Die Direktreduktionsanlage basiert auf der innovativen „Energiron ZR Direct Reduction“-Technologie, eine gemeinsame Entwicklung von Tenova und Danieli. Sie könne flexibel mit Wasserstoff und Erdgas in jedem Mischungsverhältnis betrieben werden.         Die Energiron-Technologie ist ein Hybrid-Design und ermöglicht die Verwendung eines Reduktionsmittels mit der Möglichkeit, Wasserstoff bis zu 100 Prozent oder eine beliebige Mischung davon zu verwenden. Tatsächlich sei die Verwendung von etwas Erdgas während des DR-Prozesses geeignet, um ein Mindestmaß an während des Schmelzens benötigtem Kohlenstoff hinzuzufügen.

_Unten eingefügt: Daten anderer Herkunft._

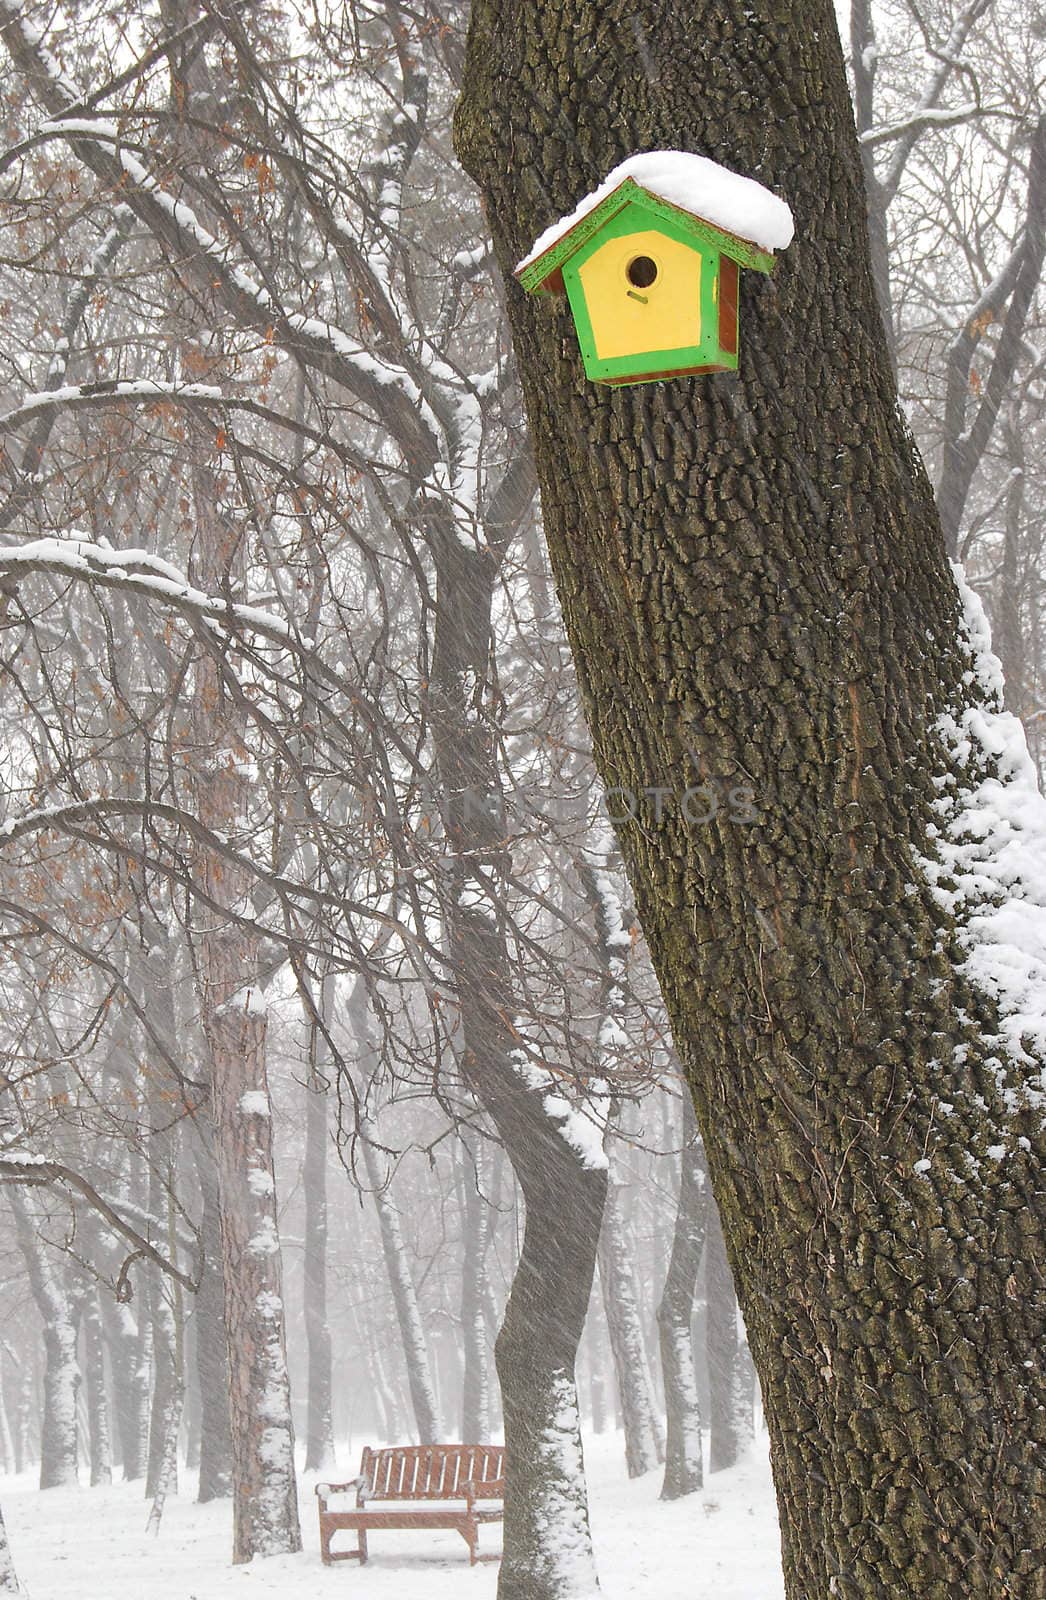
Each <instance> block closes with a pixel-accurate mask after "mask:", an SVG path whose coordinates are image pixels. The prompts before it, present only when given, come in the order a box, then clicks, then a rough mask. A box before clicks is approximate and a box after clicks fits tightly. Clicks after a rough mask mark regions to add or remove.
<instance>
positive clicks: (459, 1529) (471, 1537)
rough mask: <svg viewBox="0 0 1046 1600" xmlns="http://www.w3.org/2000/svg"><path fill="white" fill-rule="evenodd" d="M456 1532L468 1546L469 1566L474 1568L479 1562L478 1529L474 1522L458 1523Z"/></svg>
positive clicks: (479, 1543) (479, 1549) (475, 1523)
mask: <svg viewBox="0 0 1046 1600" xmlns="http://www.w3.org/2000/svg"><path fill="white" fill-rule="evenodd" d="M457 1531H459V1534H461V1536H462V1539H464V1541H465V1544H467V1546H469V1566H475V1563H477V1562H478V1560H480V1528H478V1525H477V1523H475V1522H469V1520H465V1522H459V1523H457Z"/></svg>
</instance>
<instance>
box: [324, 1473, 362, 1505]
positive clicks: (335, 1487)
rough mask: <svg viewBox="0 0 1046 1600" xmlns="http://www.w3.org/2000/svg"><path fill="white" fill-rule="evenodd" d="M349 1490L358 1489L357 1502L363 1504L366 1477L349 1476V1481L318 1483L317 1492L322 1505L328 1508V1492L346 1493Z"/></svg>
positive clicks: (336, 1492) (356, 1490)
mask: <svg viewBox="0 0 1046 1600" xmlns="http://www.w3.org/2000/svg"><path fill="white" fill-rule="evenodd" d="M349 1490H355V1491H357V1504H358V1506H361V1504H363V1499H365V1490H366V1478H365V1477H358V1478H349V1482H347V1483H317V1494H318V1498H320V1506H321V1507H323V1510H326V1498H328V1494H345V1493H347V1491H349Z"/></svg>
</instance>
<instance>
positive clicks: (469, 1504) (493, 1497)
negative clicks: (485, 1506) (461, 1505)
mask: <svg viewBox="0 0 1046 1600" xmlns="http://www.w3.org/2000/svg"><path fill="white" fill-rule="evenodd" d="M461 1491H462V1494H464V1496H465V1504H467V1506H469V1509H472V1506H475V1502H477V1501H478V1499H504V1498H505V1480H504V1478H467V1480H465V1482H464V1483H462V1485H461Z"/></svg>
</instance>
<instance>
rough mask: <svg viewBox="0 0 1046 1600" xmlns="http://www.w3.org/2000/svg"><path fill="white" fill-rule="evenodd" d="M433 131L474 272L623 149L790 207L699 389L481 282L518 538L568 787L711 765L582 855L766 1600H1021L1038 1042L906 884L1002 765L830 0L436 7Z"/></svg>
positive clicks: (1039, 1188)
mask: <svg viewBox="0 0 1046 1600" xmlns="http://www.w3.org/2000/svg"><path fill="white" fill-rule="evenodd" d="M456 144H457V150H459V155H461V158H462V162H464V163H465V166H467V168H469V171H470V173H472V174H473V176H475V178H477V181H478V182H480V184H481V187H483V190H485V197H486V205H488V214H489V218H491V226H493V230H494V238H496V248H497V254H499V261H501V264H502V269H504V270H505V272H507V274H510V269H512V266H513V262H515V261H517V259H518V258H520V256H521V254H523V253H525V251H526V250H528V248H529V245H531V242H533V238H534V237H536V234H537V232H539V230H541V229H542V227H544V226H545V224H547V222H550V221H552V219H553V218H555V216H558V214H561V213H563V211H568V210H569V208H571V206H573V205H574V203H576V202H577V198H579V197H581V195H584V194H585V192H589V190H590V189H593V187H595V184H597V182H598V181H600V179H601V178H603V176H605V174H606V171H609V168H611V166H613V165H614V163H616V162H619V160H621V158H622V157H625V155H627V154H630V152H632V150H635V149H649V147H665V149H680V147H686V149H694V150H699V152H704V154H709V155H712V157H713V158H718V160H721V162H723V163H725V165H728V166H733V168H734V170H737V171H744V173H747V174H752V176H755V178H760V179H761V181H765V182H766V184H768V186H769V187H773V189H774V190H777V192H779V194H784V197H785V198H787V200H788V202H790V203H792V206H793V210H795V214H796V242H795V245H793V246H792V248H790V250H788V253H787V254H785V258H784V259H782V261H781V264H779V267H777V272H776V277H774V280H773V282H768V283H765V282H753V280H752V275H749V277H745V282H744V285H742V298H741V330H742V338H741V344H742V362H741V373H739V376H737V378H731V376H721V378H704V379H702V378H697V379H677V381H667V382H661V384H653V386H649V387H625V389H617V390H611V389H603V387H598V386H595V384H589V382H585V379H584V376H582V368H581V360H579V352H577V339H576V333H574V328H573V326H571V318H569V310H568V307H566V306H565V302H563V301H561V299H549V298H542V299H528V298H526V296H523V294H521V293H520V291H518V288H515V286H513V285H512V283H510V285H509V309H510V317H512V326H513V338H515V349H517V357H518V362H520V371H521V378H523V386H525V395H526V405H528V411H529V419H531V429H533V438H534V448H536V458H537V470H539V478H541V486H542V501H544V517H545V533H547V538H549V544H550V552H552V560H553V570H555V576H557V584H558V590H560V598H561V603H563V613H565V619H566V626H568V630H569V637H571V643H573V650H574V658H576V662H577V669H579V675H581V683H582V693H584V701H585V707H587V714H589V722H590V728H592V738H593V749H595V755H597V762H598V766H600V770H601V773H603V776H605V781H606V782H608V784H611V786H627V787H629V789H632V790H635V792H637V794H641V790H643V789H645V786H649V784H661V786H669V787H670V792H673V794H678V792H680V790H683V789H686V787H688V786H689V784H691V782H694V781H696V782H701V781H715V782H717V784H721V794H723V805H721V806H720V808H718V811H717V816H715V818H713V819H712V821H710V822H705V824H696V822H691V821H689V818H688V814H686V813H685V810H683V808H681V806H680V805H675V806H665V808H664V814H662V819H661V826H656V822H654V819H653V816H648V814H645V813H643V810H641V808H638V814H637V819H635V822H632V821H627V822H624V824H622V826H621V829H619V834H621V842H622V853H624V858H625V864H627V869H629V874H630V878H632V885H633V891H635V898H637V910H638V914H640V920H641V923H643V928H645V933H646V939H648V942H649V947H651V952H653V958H654V963H656V966H657V973H659V978H661V984H662V990H664V995H665V1002H667V1005H669V1011H670V1018H672V1026H673V1034H675V1040H677V1048H678V1053H680V1058H681V1061H683V1066H685V1069H686V1074H688V1077H689V1082H691V1085H693V1090H694V1098H696V1109H697V1117H699V1123H701V1128H702V1134H704V1141H705V1150H707V1155H709V1168H710V1176H712V1181H713V1187H715V1194H717V1200H718V1203H720V1211H721V1216H723V1229H725V1235H726V1245H728V1254H729V1259H731V1266H733V1269H734V1277H736V1283H737V1291H739V1296H741V1302H742V1309H744V1315H745V1323H747V1328H749V1338H750V1341H752V1352H753V1357H755V1362H757V1368H758V1373H760V1379H761V1389H763V1402H765V1408H766V1421H768V1427H769V1432H771V1445H773V1462H774V1477H776V1485H777V1498H779V1507H781V1525H782V1544H784V1566H785V1589H787V1595H788V1600H814V1597H816V1600H825V1597H828V1595H830V1594H835V1595H846V1597H851V1600H864V1597H867V1600H872V1597H875V1600H883V1597H897V1600H900V1597H902V1595H904V1597H908V1595H912V1594H918V1595H920V1597H921V1600H953V1597H974V1595H976V1597H979V1600H982V1597H984V1600H987V1597H988V1595H993V1597H1001V1595H1006V1597H1008V1600H1016V1597H1020V1600H1025V1597H1027V1600H1030V1597H1033V1595H1038V1594H1041V1571H1038V1570H1036V1568H1038V1560H1036V1557H1035V1554H1033V1552H1035V1549H1036V1544H1038V1534H1036V1528H1041V1526H1043V1523H1044V1522H1046V1504H1044V1496H1046V1474H1044V1472H1043V1454H1041V1453H1043V1443H1044V1434H1046V1405H1044V1403H1043V1398H1044V1397H1043V1366H1041V1347H1040V1341H1041V1330H1043V1282H1041V1277H1040V1278H1036V1275H1035V1272H1033V1269H1032V1267H1030V1261H1033V1259H1035V1258H1036V1254H1041V1246H1043V1200H1041V1186H1040V1184H1038V1182H1036V1178H1035V1171H1036V1165H1035V1163H1036V1158H1038V1155H1040V1152H1041V1120H1040V1117H1038V1110H1036V1106H1035V1093H1033V1082H1035V1080H1036V1078H1038V1072H1040V1061H1038V1059H1035V1058H1033V1053H1032V1050H1024V1048H1022V1045H1020V1037H1019V1029H1020V1024H1019V1021H1017V1006H1016V1002H1014V1000H1012V998H1011V997H1009V995H1008V992H1006V989H1004V986H1003V987H1000V989H998V990H996V994H988V990H987V987H985V986H984V984H982V982H979V981H977V970H976V965H974V962H972V960H971V958H969V954H968V952H969V949H971V947H972V941H974V938H976V930H972V928H971V917H972V914H974V909H977V910H984V912H985V914H987V904H985V901H979V899H977V894H979V890H977V883H980V882H984V880H982V878H977V880H974V882H968V883H966V885H964V886H963V890H961V891H960V893H953V894H950V896H947V894H945V893H942V891H947V890H948V888H950V886H952V885H950V882H948V880H947V878H945V875H944V870H942V869H944V866H945V864H947V859H948V856H947V851H945V842H944V840H942V835H940V829H942V810H940V805H942V794H945V792H953V794H955V795H956V810H953V811H950V813H948V814H950V816H955V818H960V824H956V826H961V816H963V814H964V810H963V808H974V810H976V792H977V786H979V782H980V781H982V779H984V781H988V779H992V781H993V779H995V778H1001V779H1006V781H1004V782H1003V781H1000V784H998V790H992V792H993V795H995V797H996V798H998V800H1000V803H1004V802H1006V797H1008V794H1009V792H1011V787H1012V784H1016V782H1017V778H1016V776H1012V770H1011V768H1001V766H1000V765H998V760H996V757H995V755H992V752H990V750H988V749H987V746H985V742H984V741H979V739H977V738H976V730H977V726H980V723H979V722H977V718H980V717H987V718H988V726H990V730H993V731H998V728H1000V723H998V722H996V720H995V718H996V717H998V690H996V686H995V685H993V683H992V682H990V678H988V677H987V672H988V669H987V666H985V661H984V654H982V653H980V651H979V648H977V635H976V634H974V627H976V626H979V624H976V619H974V613H972V610H971V613H969V618H971V621H969V622H964V619H963V610H961V600H960V592H958V590H956V586H955V582H953V581H952V578H950V574H948V566H947V560H945V549H944V539H942V533H940V523H939V520H937V514H936V507H934V501H932V494H931V490H929V483H928V480H926V475H924V472H923V467H921V464H920V461H918V458H916V453H915V448H913V443H912V438H910V435H908V430H907V427H905V424H904V419H902V416H900V411H899V408H897V397H896V389H894V382H892V374H891V366H889V360H888V352H886V349H884V344H883V328H881V317H880V310H878V304H876V298H875V288H873V282H872V274H870V266H868V246H867V235H865V197H864V190H862V176H860V157H859V152H857V146H856V138H854V125H852V112H851V106H849V96H848V88H846V75H844V66H843V54H841V48H840V40H838V32H836V24H835V16H833V11H832V6H830V5H828V0H803V3H801V5H800V3H798V0H723V3H720V5H717V6H713V8H712V6H705V8H701V13H699V18H696V16H694V8H693V6H691V5H688V3H683V0H637V3H635V5H633V6H630V8H629V10H627V14H625V13H621V10H619V8H617V6H616V5H613V3H611V0H533V3H531V5H513V3H509V0H475V5H473V11H472V26H470V37H469V50H467V66H465V80H464V94H462V101H461V104H459V109H457V122H456ZM971 606H972V602H971ZM980 637H982V635H980ZM956 726H958V728H960V730H972V731H974V739H972V742H971V741H966V744H964V747H963V739H961V738H958V739H955V738H950V730H953V728H956ZM992 736H993V734H992V733H988V738H992ZM1020 771H1024V768H1022V770H1020ZM696 773H697V774H699V776H694V774H696ZM934 779H937V782H934ZM1020 782H1024V778H1020ZM739 784H742V786H745V787H749V789H750V790H752V794H753V810H755V818H757V821H755V822H744V821H739V819H736V818H739V816H744V814H747V813H744V811H734V810H733V808H731V806H729V803H728V798H726V797H728V794H729V789H731V787H733V786H739ZM945 805H948V802H947V800H945ZM1028 811H1030V813H1033V814H1036V816H1038V814H1041V813H1035V811H1033V806H1032V802H1028ZM1035 826H1038V824H1035ZM985 862H987V866H992V864H993V858H992V854H990V848H988V846H985V851H984V859H982V862H980V872H984V870H985ZM937 874H939V875H940V877H942V878H944V882H942V885H940V886H939V888H937V886H936V885H932V886H931V880H932V878H934V875H937ZM1011 891H1014V888H1012V880H1011ZM1000 893H1001V891H1000ZM1014 893H1017V894H1020V885H1017V886H1016V891H1014ZM963 894H966V899H963ZM1040 1037H1041V1035H1040ZM1028 1043H1030V1045H1032V1046H1036V1050H1041V1045H1038V1042H1036V1040H1035V1038H1032V1040H1028Z"/></svg>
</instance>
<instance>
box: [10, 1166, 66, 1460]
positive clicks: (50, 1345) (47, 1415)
mask: <svg viewBox="0 0 1046 1600" xmlns="http://www.w3.org/2000/svg"><path fill="white" fill-rule="evenodd" d="M10 1200H11V1210H13V1213H14V1230H16V1237H18V1245H19V1250H21V1253H22V1258H24V1261H26V1270H27V1275H29V1286H30V1290H32V1298H34V1301H35V1306H37V1310H38V1314H40V1320H42V1323H43V1408H42V1416H40V1488H42V1490H51V1488H64V1486H67V1485H70V1483H75V1482H77V1392H78V1389H80V1368H78V1365H77V1326H75V1322H74V1315H72V1301H70V1298H69V1294H67V1293H66V1288H64V1286H62V1283H61V1282H59V1275H58V1272H56V1269H54V1267H53V1264H51V1262H50V1261H48V1256H46V1250H45V1246H43V1243H42V1242H40V1235H38V1234H37V1226H35V1214H34V1211H32V1210H30V1206H29V1202H27V1200H26V1197H24V1195H22V1192H21V1190H19V1189H18V1186H11V1189H10Z"/></svg>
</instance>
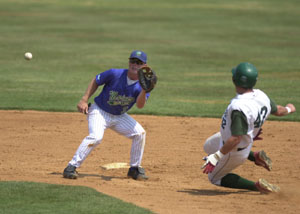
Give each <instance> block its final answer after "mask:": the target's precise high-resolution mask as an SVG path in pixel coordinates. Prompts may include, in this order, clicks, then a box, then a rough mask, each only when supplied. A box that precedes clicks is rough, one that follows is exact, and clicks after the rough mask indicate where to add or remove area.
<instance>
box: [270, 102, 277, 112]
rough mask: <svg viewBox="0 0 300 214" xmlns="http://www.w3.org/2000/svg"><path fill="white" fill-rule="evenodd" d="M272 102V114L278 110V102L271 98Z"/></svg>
mask: <svg viewBox="0 0 300 214" xmlns="http://www.w3.org/2000/svg"><path fill="white" fill-rule="evenodd" d="M270 103H271V114H273V113H275V112H276V111H277V105H276V103H275V102H274V101H273V100H271V99H270Z"/></svg>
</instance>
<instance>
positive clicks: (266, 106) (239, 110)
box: [220, 89, 271, 148]
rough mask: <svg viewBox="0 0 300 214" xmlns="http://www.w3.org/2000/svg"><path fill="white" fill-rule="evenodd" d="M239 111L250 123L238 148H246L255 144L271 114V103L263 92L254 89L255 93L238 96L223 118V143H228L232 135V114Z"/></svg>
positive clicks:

Die Technologie ist in der Lage, CO2 abzuscheiden und zu nutzen, was die gesamten Kohlenstoffemissionen der Anlage weiter reduzieren und eine zusätzliche Einnahmequelle für den Anlagenbetrieb darstellen wird.

Pneumatischer Hot-DRI-Transport zur Heißbeschickung im EAF

Die Anlage wird bereits die Hälfte der bis 2033 geplanten gesamten DRI-Kapazität bereitstellen. Er werde über das bewährte Transportsystem „Hytemp“ mit dem benachbarten Elektrolichtbogenofen (electric arc furnace – EAF) verbunden, so dass die reduzierten Eisenpellets auch von weit her heiß in den Ofen eingebracht werden können. Dies gewährleiste eine hervorragende Energieeffizienz des Gesamtprozesses. Das patentierte Hytemp-System sorge für den pneumatischen Hot-DRI-Transport zur Heißbeschickung im EAF bis 600 °C, wodurch Energieeinsparungen erzielt würden. Die Anlage werde zudem in der Lage sein, kaltes DRI zu produzieren.

Investitionsentscheidungen für Transformation

Groebler sieht sein Unternehmen als ersten europäischen Stahlhersteller, der für seine Transformation die Investitionsentscheidungen getroffen, die Finanzierung gesichert und wesentliche Aufträge vergeben hat. Ab 2026 soll die Anlage gut zwei Millionen Tonnen direktreduziertes Eisen pro Jahr produzieren. Dann werde es in der Lage sein, seinen Kunden bedeutende Mengen an grünem Stahl zur Verfügung zu stellen.

Tenova: Takgraf und Delkor

Tenova ist ein Zulieferer der Metallindustrie auch über bekannte Marken wie Takgraf und Delkor in der Bergbauindustrie. Das Unternehmen beschäftigt eigenen Angaben zufolge über 2.300 Fachleute in 19 Ländern in der Entwicklung von Technologien und Dienstleistungen zum Einsparen von Kosten und Energie sowie bei der Begrenzung der Umweltbelastung und der Verbesserung von Arbeitsbedingungen.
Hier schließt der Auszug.